The main objective in marksmanship is to hit what you are shooting. Whether it is targets you are aiming at, game, or you want to use your rifle skills for personal defense – you will have to undergo a lot of practice.
Rifle marksmanship has been an essential skill for nearly all of American history. The rifle itself is a symbol of something that will get your competitive spirit going, put food on your table, and most importantly, save your life in dangerous situations.
Apart from practicing shooting itself, you should develop useful skills that complement your shooting skills. One such skill is firing a rifle offhand.
Position and Shot Placement
Firing prone is the most stable position – enabling you to shoot more accurately than in other positions.
Line the rifles bore center with the supporting structure of the body, the spine, lined up as nearly as possible.
Staying in this position will absorb the recoil energy. The way your body is lined up makes for an excellent firing position.
Keep your aim steady, but don’t squeeze the rifle too tightly – otherwise, your body will shake.
First, take up the travel of the trigger and then slowly press the trigger straight to the rear. Keep the trigger to the rear for a moment then release it and allow the trigger to reset.
Remember that a slight movement such as breathing may move the crosshairs and throw the shot off. Don’t forget accuracy is how close you are to the object you are firing at. Precision is the closeness of the bullets to each other on the target.
When firing offhand, the butt of your rifle must be firmly locked into your shoulder.

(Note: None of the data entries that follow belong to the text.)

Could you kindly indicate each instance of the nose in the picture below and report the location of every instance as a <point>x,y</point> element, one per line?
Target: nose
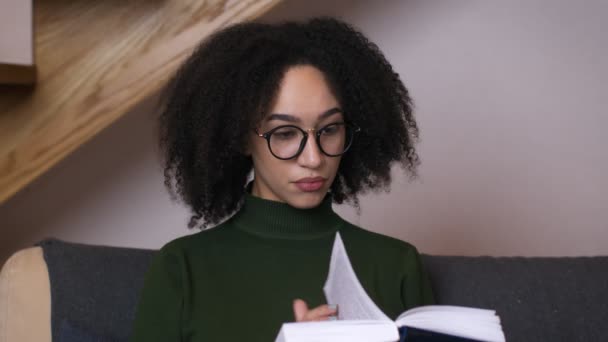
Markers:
<point>311,157</point>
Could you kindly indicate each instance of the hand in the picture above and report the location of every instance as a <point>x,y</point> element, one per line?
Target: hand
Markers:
<point>321,313</point>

Your firing hand needs to be in a semi-pistol grip, or pistol grip; while your support hand must pull the stock back into your shoulder.

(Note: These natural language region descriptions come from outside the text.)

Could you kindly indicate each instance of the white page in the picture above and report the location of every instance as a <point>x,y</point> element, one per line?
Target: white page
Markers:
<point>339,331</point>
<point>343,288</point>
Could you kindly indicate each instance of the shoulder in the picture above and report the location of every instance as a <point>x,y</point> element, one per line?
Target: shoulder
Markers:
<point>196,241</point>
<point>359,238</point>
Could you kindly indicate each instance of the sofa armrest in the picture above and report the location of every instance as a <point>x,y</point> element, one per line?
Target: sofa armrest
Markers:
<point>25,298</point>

Your support hand should be as far forward as possible— make sure it doesn’t touch the gas block, though, as it gets pretty hot.

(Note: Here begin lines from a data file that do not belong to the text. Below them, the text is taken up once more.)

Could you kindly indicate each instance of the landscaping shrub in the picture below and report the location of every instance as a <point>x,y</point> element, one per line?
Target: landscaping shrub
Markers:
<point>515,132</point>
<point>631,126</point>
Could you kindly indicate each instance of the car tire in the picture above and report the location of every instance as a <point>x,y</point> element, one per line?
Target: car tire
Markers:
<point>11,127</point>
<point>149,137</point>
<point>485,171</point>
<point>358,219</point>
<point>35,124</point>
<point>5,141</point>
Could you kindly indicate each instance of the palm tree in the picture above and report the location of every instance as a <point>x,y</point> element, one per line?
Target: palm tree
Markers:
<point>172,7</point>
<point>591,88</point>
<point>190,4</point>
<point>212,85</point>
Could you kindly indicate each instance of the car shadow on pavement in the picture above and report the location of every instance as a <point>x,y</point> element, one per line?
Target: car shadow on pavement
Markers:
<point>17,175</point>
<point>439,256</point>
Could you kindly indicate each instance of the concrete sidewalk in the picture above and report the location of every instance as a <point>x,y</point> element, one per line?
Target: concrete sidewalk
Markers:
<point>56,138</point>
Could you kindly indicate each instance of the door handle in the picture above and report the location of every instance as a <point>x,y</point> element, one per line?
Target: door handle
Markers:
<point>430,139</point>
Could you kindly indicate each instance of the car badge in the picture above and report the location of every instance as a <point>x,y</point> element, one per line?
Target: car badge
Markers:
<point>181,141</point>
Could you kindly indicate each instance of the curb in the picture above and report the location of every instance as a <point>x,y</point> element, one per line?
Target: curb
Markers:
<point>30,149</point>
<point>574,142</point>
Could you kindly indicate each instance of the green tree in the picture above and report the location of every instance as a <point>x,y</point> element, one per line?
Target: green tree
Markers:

Keep your feet in width of your shoulders.
While the process and practice you need to undergo to call yourself a rifle marksman isn’t easy, it is essential. Practice getting into the firing position, and dry fire as much as possible. It’s a muscle you need to stretch. It’s like the gym. You first do the deadlifts with a resistance band in order to move on to deadlifts with real weights. It’s the same with rifle marksmanship.